Pluralism is often explained as a concept that approves of all religions, leading to the Indonesian Ulema Council (MUI) to issue a fatwa that identified pluralism as haram or forbidden. Yet for the members of the CRCS program that participate in collaborative effort with four countries called the “Pluralism Knowledge Program” (PKP), the definition of pluralism is much broader. In their view, pluralism is defined as the acceptance and valuation of diversity, and for people or groups from different backgrounds to endeavor to work together to accomplish something positive.
This was the definition of pluralism that was presented at the launching and book discussion of “New Directions in the Politics of Diversity in Indonesia” that was held by CRCS on the 25th of March 2011 in the Graduate School Building at UGM. Both a book entitled “Civic Pluralism” and a monograph regarding “The Politics of the Public Space in Schools” were introduced at the launching. Dr. Zainal Abidin Bagir, acting director at the Center For Religious and Cross-Cultural Studies (CRCS) explained that pluralism should be understand as not just pertaining to tolerance, but as active efforts to understand difference. Central to the discussion was the explanation that pluralism is not the same as relativism, and that it does not call for groups to leave or lose their individual identities. While some definitions of pluralism focus on the idea of discovering similarities, here there is a stress on difference – or more specifically, on valuing difference.

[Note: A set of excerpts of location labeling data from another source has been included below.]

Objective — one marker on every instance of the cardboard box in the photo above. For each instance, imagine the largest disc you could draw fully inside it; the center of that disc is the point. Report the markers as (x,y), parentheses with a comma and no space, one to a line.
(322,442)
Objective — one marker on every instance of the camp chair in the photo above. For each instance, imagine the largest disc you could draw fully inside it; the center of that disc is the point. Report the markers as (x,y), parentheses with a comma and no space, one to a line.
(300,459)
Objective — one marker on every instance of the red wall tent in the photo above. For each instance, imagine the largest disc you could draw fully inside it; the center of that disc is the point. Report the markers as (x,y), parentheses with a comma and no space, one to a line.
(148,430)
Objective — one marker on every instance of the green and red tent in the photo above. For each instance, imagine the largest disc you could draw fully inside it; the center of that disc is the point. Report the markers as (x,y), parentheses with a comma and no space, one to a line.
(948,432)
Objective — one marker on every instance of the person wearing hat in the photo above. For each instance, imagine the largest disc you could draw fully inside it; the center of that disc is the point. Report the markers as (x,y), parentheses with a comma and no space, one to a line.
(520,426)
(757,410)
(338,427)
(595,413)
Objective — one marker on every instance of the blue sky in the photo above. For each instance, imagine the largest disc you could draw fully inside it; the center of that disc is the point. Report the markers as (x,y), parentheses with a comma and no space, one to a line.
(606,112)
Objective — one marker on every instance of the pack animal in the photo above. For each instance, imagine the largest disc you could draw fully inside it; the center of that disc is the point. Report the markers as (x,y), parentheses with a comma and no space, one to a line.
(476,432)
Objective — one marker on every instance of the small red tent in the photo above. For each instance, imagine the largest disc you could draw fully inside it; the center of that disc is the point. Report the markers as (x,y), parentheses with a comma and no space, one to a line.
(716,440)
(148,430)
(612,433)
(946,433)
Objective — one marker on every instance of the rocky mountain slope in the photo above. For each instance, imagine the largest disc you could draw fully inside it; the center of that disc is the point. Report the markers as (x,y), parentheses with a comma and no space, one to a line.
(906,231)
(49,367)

Samsurizal Panggabean from the Peace and Conflict Resolution Master’s program (MPRK) at Universitas Gadjah Mada said that identity can become an issue through the rubric of diversity when it is conspicuous, exclusivist or forced. Mustagfirah Rahayu, a member of the book’s research team, explained the link between diversity and women, because the management of diversity offers an opportunity for transformative accommodation, as it is an area where the state and minority groups share jurisdiction over contested arenas, such as family law, criminal law, and education. Another member of the research team, Trisno Sutanto, elaborated the wide-scale politics of harmony that were undertaken by the New Order government. He demonstrated how the state was involved in creating problems between religious traditions in Indonesia. In the second session, speakers Alyssa Wahid, a consultant on youth issues, and Mr. Arifin, a teacher at SMAN Wonosari discussed their concerns about the growing religious conservatism among high-school students. According to Mr. Arifin, teachers who play a role in forming students’ religious behavior should initiate training on the subject of pluralism.
The discussion and book launching activities were part of a number events scheduled as part of this year’s Pluralism Knowledge Program (PKP). Indonesia cooperates with centers in India, Uganda and the Netherlands through this program. The program seeks to build and disseminate information that will improve understandings about the concept of pluralism in these four nations.